Comunidades antigas,
Cada uma é grande escola
E Dário faz um golaço
Que não foi jogando bola,
Mas na luta dos direitos
Desse povo quilombola.
A turma do Fala Negra
Junto à Fundação Palmares
Faz muitos mapeamentos
São mais de oitenta lugares
Que surgiram de quilombos –
No Brasil, somam milhares.
Nossa história chega ao fim,
Nem contando a metade
Dos fatos da vida dele,
Mas guardando essa verdade
Que ele legou, gravada,
Com firmeza e com vontade.
E a frase que ele deixa
Com carinho para os seus:
“Estou aí, preto livre,
Tranquilo, graças a Deus,
Pelejando pra fechar
As minhas contas”. Adeus!
BIOGRAFIAS
JOSÉ SANTOS
Nasceu em Santana do Deserto Minas Gerais, e conheceu a literatura do cordel no final de sua adolescência, quando fez uma longa viagem ao nordeste.
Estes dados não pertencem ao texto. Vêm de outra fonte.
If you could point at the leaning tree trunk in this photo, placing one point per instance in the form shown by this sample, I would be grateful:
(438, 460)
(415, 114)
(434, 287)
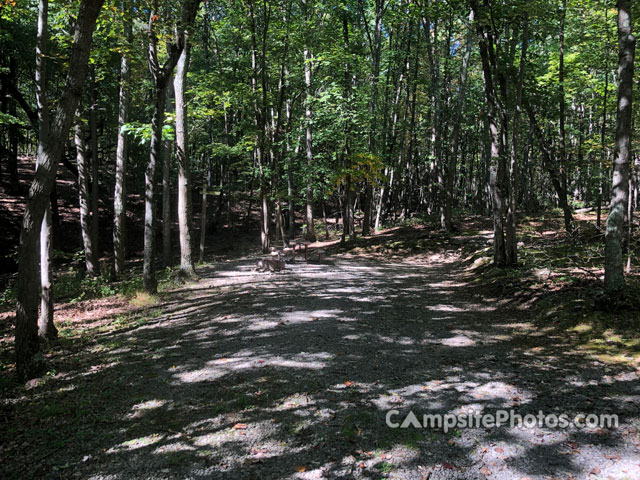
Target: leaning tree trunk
(187, 269)
(120, 191)
(613, 263)
(27, 345)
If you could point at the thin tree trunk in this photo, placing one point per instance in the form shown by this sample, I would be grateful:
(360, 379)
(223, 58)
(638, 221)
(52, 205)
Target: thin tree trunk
(95, 176)
(26, 338)
(167, 154)
(46, 329)
(120, 191)
(497, 163)
(311, 233)
(453, 158)
(511, 241)
(161, 76)
(83, 191)
(613, 263)
(187, 269)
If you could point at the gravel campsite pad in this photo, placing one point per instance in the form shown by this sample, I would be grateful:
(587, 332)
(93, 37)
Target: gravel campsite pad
(248, 375)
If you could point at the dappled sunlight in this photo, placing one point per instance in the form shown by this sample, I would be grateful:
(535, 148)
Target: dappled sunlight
(238, 380)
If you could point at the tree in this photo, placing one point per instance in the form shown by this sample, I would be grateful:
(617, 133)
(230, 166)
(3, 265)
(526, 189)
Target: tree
(27, 345)
(613, 266)
(498, 164)
(120, 190)
(187, 269)
(161, 75)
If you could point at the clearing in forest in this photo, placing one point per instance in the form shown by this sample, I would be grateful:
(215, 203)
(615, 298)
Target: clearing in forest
(246, 375)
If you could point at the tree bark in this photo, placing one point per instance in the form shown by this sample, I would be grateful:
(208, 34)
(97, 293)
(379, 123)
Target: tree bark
(613, 264)
(311, 233)
(187, 269)
(511, 246)
(83, 192)
(167, 154)
(26, 342)
(120, 191)
(448, 216)
(161, 76)
(95, 174)
(497, 162)
(46, 328)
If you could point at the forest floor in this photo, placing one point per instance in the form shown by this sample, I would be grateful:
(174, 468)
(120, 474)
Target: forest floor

Com o incentivo dos mestres Marco Haurélio e Jô Oliveira, pôde participar de diversos projetos. Em parceria com a dupla, surgiu a adaptação do clássico quinhentista português de Francisco de Moraes, Palmeirim de Inglaterra, publicada em 2013. Já publicou mais de 50 livros entre projetos de escrita coletiva com estudantes de escolas públicas e obras de prosa e poesia, como os cordéis O bode e a onça, Matinta-Pereira e Muito barulho por nada, adaptação da peça de William Shakespeare.
JEFFERSON CAMPOS
Nasceu em São Paulo, capital, e ainda criança mudou-se para Nova Cruz, Rio Grande do Norte, onde morou grande parte da sua infância. Aos 12 anos seguiu para a cidade de Natal, onde vive até hoje. Filho de José Anselmo Campos e Edileusa Bezerra de Lima Campos, despertou para a arte ainda criança, quando produziu os seus primeiros rascunhos aos oito anos de idade. Apaixonado pela cultura popular, especialmente pela Literatura de Cordel, uniu o seu dom artístico ao seu amor pela poesia e, aos 35 anos, começou a produzir Xilogravuras.
Dono de um traço marcante, encanta o público com suas obras cheias de vida e movimento. É autor de diversas xilogravuras para capas de folhetos de cordel, livretos e livros infantis. As suas obras já integraram diversas exposições. Ministra oficinas e profere palestras sobre a xilogravura popular.
Realização
Ficha Técnica:
Autoria: José Santos
Curadoria: Museu da Pessoa
Xilogravura: Jefferson Campos
Revisão e Consultoria: Marco Haurélio
Diagramação e Impressão: Gráfica e Editora Cinelândia
Dário Alegria vem da linhagem de lideranças quilombolas da região do Campo de Santana, em Paracatu. Morrendo o pai, para sustentar a família, foi trabalhar como servente de pedreiro em Brasília. Jogador de futebol em sua empresa, foi descoberto em amistosos contra o Santos de Pelé e acabou se profissionalizando e defendendo alguns dos maiores clubes brasileiros. Quando aposentou, dedicou-se à luta pelo reconhecimento das comunidades quilombolas do município. Foi, dentro e fora do campo, um guerreiro da liberdade.